Yeni yıla nasıl girerseniz öyle geçer diye bir söz vardır. Bu sözden anlamak istediğim bir şey var. Yeni yılla ilgili hangi hedef ve duyguları içimde taşıyorum. Plan ve programım nedir? Ben kendi adıma 2015 yılı planımı yaptım. Yeni yıla bu şekilde gireceğim. Fikren ve fiziken bu programımı uygulamaya koydum bile.  Oryantasyon ilkelerimi hayata geçirmek için bu hafta başında ilk denemelerimi yaptım.  Yeni yıla nasıl gireceğimi fikrime ve bedenime kabul ettirdim. Kırk gün sonra beynime alışkanlık kazandıracağımı düşünüyorum. Beyinde istek oluşturma, kendinizi güdüleme adına yeni bir yıl (2015) fırsat olabilir.

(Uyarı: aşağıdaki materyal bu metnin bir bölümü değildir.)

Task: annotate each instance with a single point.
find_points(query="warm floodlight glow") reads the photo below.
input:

Öncelikle yeni yıla (2015) merhaba demek en güzeli. İnsanlarda yeni yılın coşkusu şimdiden hissediliyor. Kar yağışı yeni yılın en güzel habercisidir. Şükür ki topraklarımıza kar düştü.  Miladi takvimin geçerli olduğu günümüzde yeni bir yılı dünya ile birlikte kutluyoruz. Bu durum kültür yozlaşması olarak görülse de merkezden uzakta bir hayat yaşayamayız. İnsanlık için kutsal değerler farklılık arz eder. Yeni yılı insanlığın (takvim yılı) ortak bir günü olarak görüyorum.

Yeni yıldan beklentiler, dilekler hep bir duaya dönüşür. İnsanın yeni yıldan beklentilerini hayata geçirmesi de yeni yıl kutlaması kadar önemlidir. Çünkü dilek ve temennilerin kazanıma dönüşmesi uğraş vermekle olur. 2015 yılına girerken kendinize verdiğiniz sözleri tutamayacaksanız dilek ve temennilerde bulunmak anlamsız olur. Bu gün sadece bir eğlence anlamı taşır, bir günlük mutluluk olur.

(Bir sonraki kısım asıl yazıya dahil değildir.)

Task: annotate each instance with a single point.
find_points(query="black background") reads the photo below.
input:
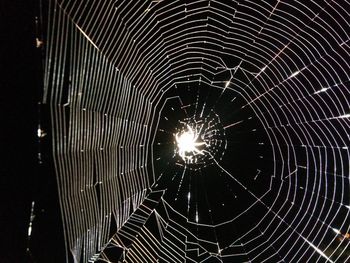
(22, 178)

Yeni yıla girerken en güzel yemekleri pişirmek, en güzel tatlıları ve pastaları yemek, misafirliğe gitmek hoş bir davranış olabilir. Bütün bunları yapmamak da nahoş değildir. Bu ilericilik ve gericilik olarak kıyas edilemeyecek bir durumdur. Asıl ilericilik ve gericilik hedeften ve istekten yoksunluktur. Her birey kendi kutsalına göre kutlama özgürlüğüne sahip olmalı yılbaşını.

Yaşantımızın modern hayatın gerekliliklerine uygun olması gerekir.